Donald Trump knows how to hijack a news cycle, and part of his appeal among Republican primary voters is that he generously brings his supporters onto his plane. If you’ve ever wanted to be interviewed by CNN or USA Today, what’s a better plan than to attend a Trump rally?
This week Mr. Trump commanded attention by proposing to ban all Muslims from entering the United States, uncharacteristically doing so through a presumably copy-edited press release rather than spontaneous remarks. The New Yorker’s Amy Davidson reported from South Carolina, where Mr. Trump read his own statement at a campaign stop:
‘Donald J. Trump is calling for a total and complete shutdown of Muslims entering the United States until our country’s representatives can figure out what the hell is going on.’” (“The hell” wasn’t in the official statement.) “We have no choice,” Trump said, as the crowd interrupted him with loud applause. “We have no choice.” He shook his head as the cheers continued and he said, a third time, “We have no choice.”
Josh Marshall reacted to the plan by comparing the Trump campaign to an infamous psychological experiment in which subjects were easily persuaded to administer ever-more-painful electrical shocks to strangers. “Let’s not pretend,” Mr. Marshall writes, “that this latest provocation will somehow sink Trump's popularity or burst the enthusiasm of his supporters.

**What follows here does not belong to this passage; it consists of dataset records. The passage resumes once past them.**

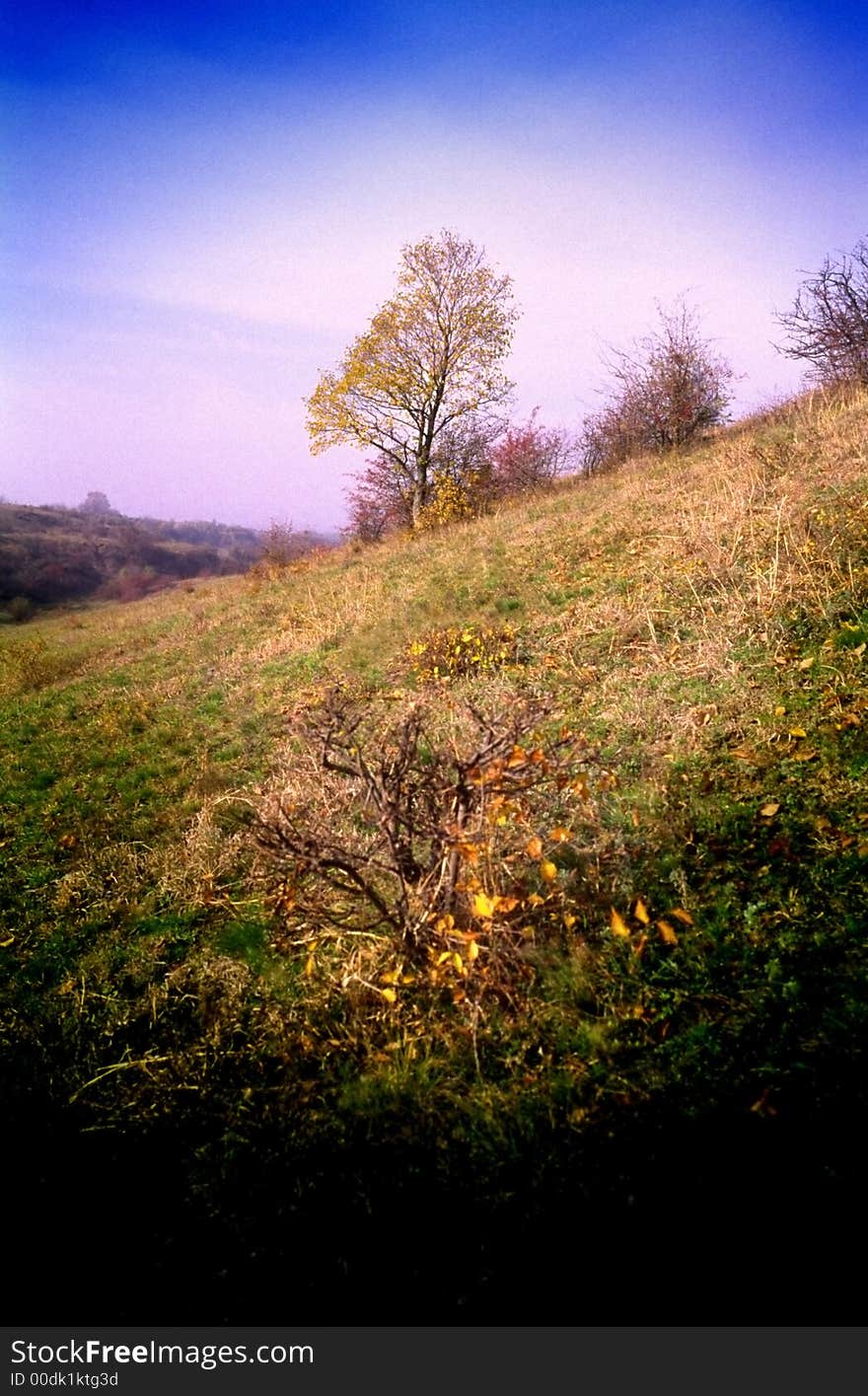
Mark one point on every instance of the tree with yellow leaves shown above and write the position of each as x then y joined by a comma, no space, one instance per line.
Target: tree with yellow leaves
430,357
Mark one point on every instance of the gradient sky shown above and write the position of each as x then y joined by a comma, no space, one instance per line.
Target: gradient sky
204,204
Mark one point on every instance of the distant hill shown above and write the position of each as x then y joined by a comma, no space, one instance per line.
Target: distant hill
52,554
468,927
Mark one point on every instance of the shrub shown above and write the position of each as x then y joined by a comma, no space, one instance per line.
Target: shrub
828,326
454,652
667,390
426,851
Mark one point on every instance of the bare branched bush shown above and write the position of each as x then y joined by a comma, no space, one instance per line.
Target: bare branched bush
440,835
828,326
667,391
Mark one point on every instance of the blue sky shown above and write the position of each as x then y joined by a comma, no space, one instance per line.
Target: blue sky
204,205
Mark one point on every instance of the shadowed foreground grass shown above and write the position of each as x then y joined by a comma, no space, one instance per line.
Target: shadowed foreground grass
232,1100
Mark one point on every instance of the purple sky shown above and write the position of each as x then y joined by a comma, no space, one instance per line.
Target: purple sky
205,204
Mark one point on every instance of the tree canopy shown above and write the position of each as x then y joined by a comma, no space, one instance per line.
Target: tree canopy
430,357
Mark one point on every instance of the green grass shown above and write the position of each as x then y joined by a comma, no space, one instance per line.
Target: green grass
699,623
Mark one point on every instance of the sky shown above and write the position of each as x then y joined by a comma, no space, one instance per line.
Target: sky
204,204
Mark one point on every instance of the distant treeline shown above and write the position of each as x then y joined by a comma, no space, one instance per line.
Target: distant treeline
53,554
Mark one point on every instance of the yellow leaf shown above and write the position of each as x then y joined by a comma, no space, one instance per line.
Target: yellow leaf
617,923
483,905
682,915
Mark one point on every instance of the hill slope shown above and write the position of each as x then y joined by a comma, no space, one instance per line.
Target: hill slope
645,1030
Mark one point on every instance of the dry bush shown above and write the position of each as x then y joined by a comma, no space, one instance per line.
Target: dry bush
427,849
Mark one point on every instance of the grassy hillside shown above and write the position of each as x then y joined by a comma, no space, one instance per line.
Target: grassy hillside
636,1043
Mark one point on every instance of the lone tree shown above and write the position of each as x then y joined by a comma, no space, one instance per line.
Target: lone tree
828,326
667,390
460,481
430,357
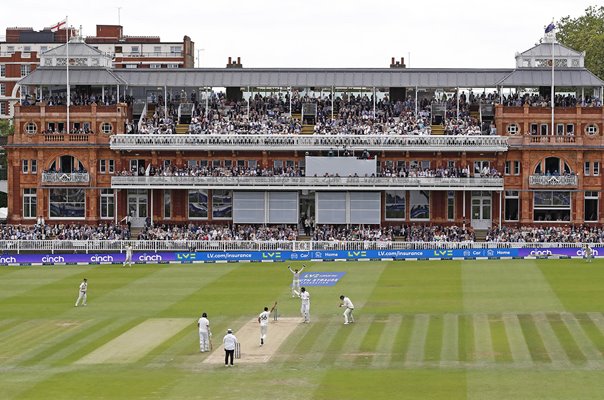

All the evidence—past experience with Trump and polls on issues surrounding Muslim Americans among GOP voters—suggests this will drive his numbers higher.” (I’m waiting for someone to compare Mr. Trump to someone slowly heating up water and the American public to a frog that doesn’t realize it’s being boiled to death, if only to see James Fallows demolish this myth once again.)
In The New York Times, economist Justin Wolfers suggests that Mr. Trump will indeed benefit from what even most Republican leaders are calling his blatantly unconstitutional and un-American proposal, but not necessarily because voters agree with him. Mr. Wolfers argues that the Trump campaign is all about branding. “How can you convince voters that you are in fact the real deal—a trustworthy person who speaks his mind—rather than yet another poll-driven politico?” writes Mr. Wolfers. “The answer is that you do something that a poll-driven politico would never do, such as making a statement that will alienate many voters…. It’s devised to make you infer that he’s not like other politicians.”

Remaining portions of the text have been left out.